La tecnica si basa sull’uso di una sonda sottile che viene inserita nel canale vaginale, previa copertura con una guaina sterile e lubrificazione con gel. Proprio per la sua vicinanza all’utero, alle ovaie e agli altri organi pelvici, questo esame consente di rilevare anche alterazioni molto piccole, che altrimenti potrebbero sfuggire a un’ecografia tradizionale.

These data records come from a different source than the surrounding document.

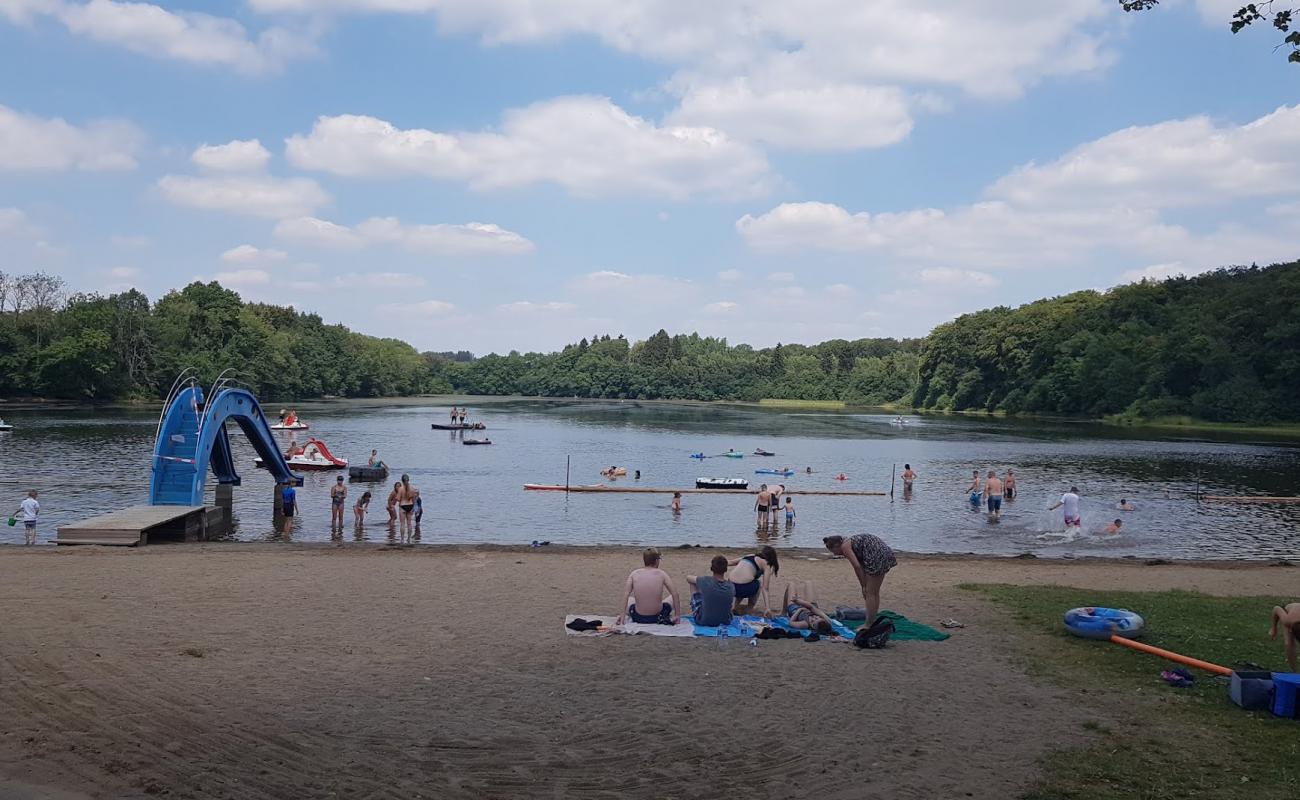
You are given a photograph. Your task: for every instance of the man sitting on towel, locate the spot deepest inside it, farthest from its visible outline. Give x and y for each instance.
(646, 588)
(711, 597)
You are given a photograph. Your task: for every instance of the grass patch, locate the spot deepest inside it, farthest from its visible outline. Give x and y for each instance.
(1174, 743)
(792, 403)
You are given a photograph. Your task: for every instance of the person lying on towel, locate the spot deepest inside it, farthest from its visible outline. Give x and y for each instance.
(646, 588)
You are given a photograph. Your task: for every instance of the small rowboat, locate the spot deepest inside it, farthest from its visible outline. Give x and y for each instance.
(722, 483)
(367, 472)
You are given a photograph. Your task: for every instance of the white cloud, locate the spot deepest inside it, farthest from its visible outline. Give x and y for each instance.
(233, 156)
(957, 280)
(151, 30)
(30, 143)
(586, 145)
(1105, 197)
(243, 277)
(420, 308)
(468, 240)
(814, 117)
(247, 254)
(378, 280)
(531, 307)
(255, 195)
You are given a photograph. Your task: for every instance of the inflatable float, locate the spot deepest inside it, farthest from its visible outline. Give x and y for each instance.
(312, 455)
(1103, 623)
(722, 483)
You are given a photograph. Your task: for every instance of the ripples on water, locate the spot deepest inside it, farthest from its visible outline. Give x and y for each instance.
(86, 463)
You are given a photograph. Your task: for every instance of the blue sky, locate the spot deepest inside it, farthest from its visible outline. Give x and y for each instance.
(495, 174)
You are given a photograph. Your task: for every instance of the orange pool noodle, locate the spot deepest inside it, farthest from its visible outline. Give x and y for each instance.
(1171, 656)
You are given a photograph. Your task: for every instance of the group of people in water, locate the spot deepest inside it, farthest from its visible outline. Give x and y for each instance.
(737, 587)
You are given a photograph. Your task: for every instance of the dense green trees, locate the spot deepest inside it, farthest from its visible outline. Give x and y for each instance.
(1222, 346)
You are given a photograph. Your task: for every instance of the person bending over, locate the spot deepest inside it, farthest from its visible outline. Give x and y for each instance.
(752, 574)
(646, 588)
(1288, 619)
(711, 596)
(871, 558)
(800, 604)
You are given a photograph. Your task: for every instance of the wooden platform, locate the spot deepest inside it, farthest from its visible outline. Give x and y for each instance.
(137, 524)
(614, 489)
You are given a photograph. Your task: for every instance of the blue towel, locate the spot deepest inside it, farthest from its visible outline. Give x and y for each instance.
(736, 627)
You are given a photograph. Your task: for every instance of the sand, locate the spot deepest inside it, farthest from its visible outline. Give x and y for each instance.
(315, 671)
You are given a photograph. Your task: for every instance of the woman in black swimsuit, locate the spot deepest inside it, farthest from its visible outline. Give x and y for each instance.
(870, 558)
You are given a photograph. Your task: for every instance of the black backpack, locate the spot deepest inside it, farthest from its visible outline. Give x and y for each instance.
(875, 635)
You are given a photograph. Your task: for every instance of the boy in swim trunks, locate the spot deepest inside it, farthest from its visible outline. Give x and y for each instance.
(993, 494)
(337, 497)
(646, 588)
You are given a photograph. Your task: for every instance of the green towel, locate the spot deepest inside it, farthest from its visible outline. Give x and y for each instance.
(905, 630)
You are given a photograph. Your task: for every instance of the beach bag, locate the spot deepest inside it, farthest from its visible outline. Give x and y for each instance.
(875, 635)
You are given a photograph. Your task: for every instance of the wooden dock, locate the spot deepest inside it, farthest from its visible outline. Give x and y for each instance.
(135, 526)
(605, 489)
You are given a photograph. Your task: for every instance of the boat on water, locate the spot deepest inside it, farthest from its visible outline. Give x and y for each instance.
(312, 455)
(368, 472)
(722, 483)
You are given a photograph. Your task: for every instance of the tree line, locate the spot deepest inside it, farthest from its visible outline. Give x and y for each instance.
(1222, 346)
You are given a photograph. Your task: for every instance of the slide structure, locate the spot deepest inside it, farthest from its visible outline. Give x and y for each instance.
(193, 436)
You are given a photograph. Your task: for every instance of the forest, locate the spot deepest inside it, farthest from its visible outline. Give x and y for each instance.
(1221, 346)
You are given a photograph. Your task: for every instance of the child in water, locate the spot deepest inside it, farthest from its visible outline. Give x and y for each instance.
(363, 502)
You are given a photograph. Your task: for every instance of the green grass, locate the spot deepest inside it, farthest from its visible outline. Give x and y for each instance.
(792, 403)
(1171, 743)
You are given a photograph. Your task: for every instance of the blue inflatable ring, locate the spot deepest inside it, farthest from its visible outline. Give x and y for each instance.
(1104, 623)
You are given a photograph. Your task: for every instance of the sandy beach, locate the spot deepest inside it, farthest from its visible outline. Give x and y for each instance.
(319, 671)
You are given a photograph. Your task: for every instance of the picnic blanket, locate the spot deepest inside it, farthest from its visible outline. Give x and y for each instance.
(905, 630)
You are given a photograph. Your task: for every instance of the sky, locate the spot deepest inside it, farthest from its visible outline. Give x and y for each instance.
(515, 174)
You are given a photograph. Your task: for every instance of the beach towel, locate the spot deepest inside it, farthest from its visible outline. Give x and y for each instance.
(681, 630)
(905, 630)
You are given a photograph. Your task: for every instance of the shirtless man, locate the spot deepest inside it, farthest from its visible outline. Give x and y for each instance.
(993, 494)
(974, 489)
(1288, 619)
(646, 588)
(761, 504)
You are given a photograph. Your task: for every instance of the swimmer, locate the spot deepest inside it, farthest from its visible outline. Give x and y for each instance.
(1288, 619)
(909, 478)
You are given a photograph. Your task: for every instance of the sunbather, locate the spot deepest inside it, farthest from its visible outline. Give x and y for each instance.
(646, 588)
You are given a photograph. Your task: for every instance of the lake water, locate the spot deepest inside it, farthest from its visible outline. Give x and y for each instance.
(91, 462)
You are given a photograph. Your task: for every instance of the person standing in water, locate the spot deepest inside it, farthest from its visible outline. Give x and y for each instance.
(993, 494)
(974, 489)
(30, 510)
(1070, 500)
(337, 497)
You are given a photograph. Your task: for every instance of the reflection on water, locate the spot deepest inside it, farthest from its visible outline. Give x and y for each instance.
(91, 462)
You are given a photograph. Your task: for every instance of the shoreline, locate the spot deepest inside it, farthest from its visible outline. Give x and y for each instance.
(632, 550)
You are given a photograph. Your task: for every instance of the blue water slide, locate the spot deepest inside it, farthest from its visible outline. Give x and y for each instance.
(193, 437)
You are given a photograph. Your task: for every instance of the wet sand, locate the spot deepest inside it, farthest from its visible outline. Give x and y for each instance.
(362, 671)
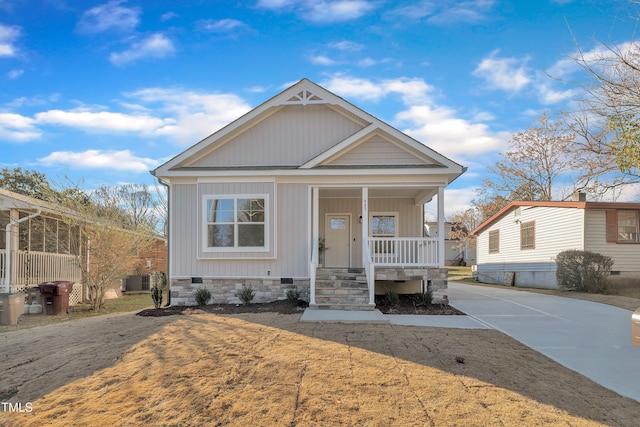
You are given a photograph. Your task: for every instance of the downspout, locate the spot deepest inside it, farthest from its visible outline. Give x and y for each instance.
(7, 259)
(168, 229)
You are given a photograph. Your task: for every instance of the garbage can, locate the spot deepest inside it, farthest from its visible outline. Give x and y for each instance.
(55, 297)
(11, 307)
(635, 327)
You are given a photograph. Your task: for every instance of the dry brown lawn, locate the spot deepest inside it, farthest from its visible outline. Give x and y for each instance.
(269, 369)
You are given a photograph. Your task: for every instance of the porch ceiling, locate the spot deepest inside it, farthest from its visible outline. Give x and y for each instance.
(386, 192)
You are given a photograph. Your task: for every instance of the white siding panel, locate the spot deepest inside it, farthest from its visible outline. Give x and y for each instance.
(626, 257)
(378, 151)
(290, 224)
(184, 222)
(556, 230)
(290, 137)
(238, 188)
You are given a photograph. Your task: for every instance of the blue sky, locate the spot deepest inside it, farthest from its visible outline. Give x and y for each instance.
(107, 90)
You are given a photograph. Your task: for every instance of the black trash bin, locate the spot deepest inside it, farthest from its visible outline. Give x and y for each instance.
(55, 297)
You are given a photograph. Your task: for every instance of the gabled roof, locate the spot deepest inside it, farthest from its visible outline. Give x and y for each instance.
(354, 130)
(551, 204)
(12, 200)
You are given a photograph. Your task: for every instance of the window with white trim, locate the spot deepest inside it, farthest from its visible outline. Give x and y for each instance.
(236, 222)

Dal punto di vista pratico, è un esame che dura pochi minuti, non comporta rischi e — contrariamente a quanto temono molte pazienti — non è doloroso. La sonda è progettata per adattarsi all’anatomia femminile e l’inserimento avviene con estrema delicatezza. È normale avvertire un leggero fastidio, simile a quello di una visita ginecologica, ma non si tratta di un’esperienza dolorosa. Il dialogo con il medico in questa fase è fondamentale: comunicare eventuali tensioni, dolori o timori consente di gestire al meglio ogni passaggio.
L’ecografia transvaginale viene consigliata in numerose situazioni cliniche. È utile, per esempio, quando si avvertono dolori pelvici, irregolarità del ciclo, perdite anomale o si sospettano formazioni come cisti, polipi, fibromi o altre patologie dell’utero e delle ovaie. Viene spesso utilizzata anche per il monitoraggio follicolare nei percorsi di fecondazione assistita o per valutare lo spessore endometriale in fase premenopausale o postmenopausale.
Anche in gravidanza l’ecografia transvaginale trova indicazione, soprattutto nei primi mesi, quando è necessario controllare la sede dell’impianto dell’embrione o monitorare eventuali minacce d’aborto. Il suo utilizzo in questa fase è molto sicuro e consente una visione estremamente dettagliata dello sviluppo iniziale.
Un altro vantaggio dell’ecografia transvaginale è che non richiede una preparazione particolare: non è necessario essere a digiuno e, a differenza dell’ecografia pelvica addominale, non è indispensabile avere la vescica piena. Questo rende l’esame più rapido, comodo e accessibile anche in regime ambulatoriale.
In conclusione, l’ecografia transvaginale è un esame sicuro, preciso e ben tollerato, che rappresenta un supporto fondamentale nella diagnosi precoce e nel monitoraggio di molte condizioni ginecologiche. Affidarsi a uno specialista esperto è il primo passo per affrontarlo con serenità e trarne il massimo beneficio.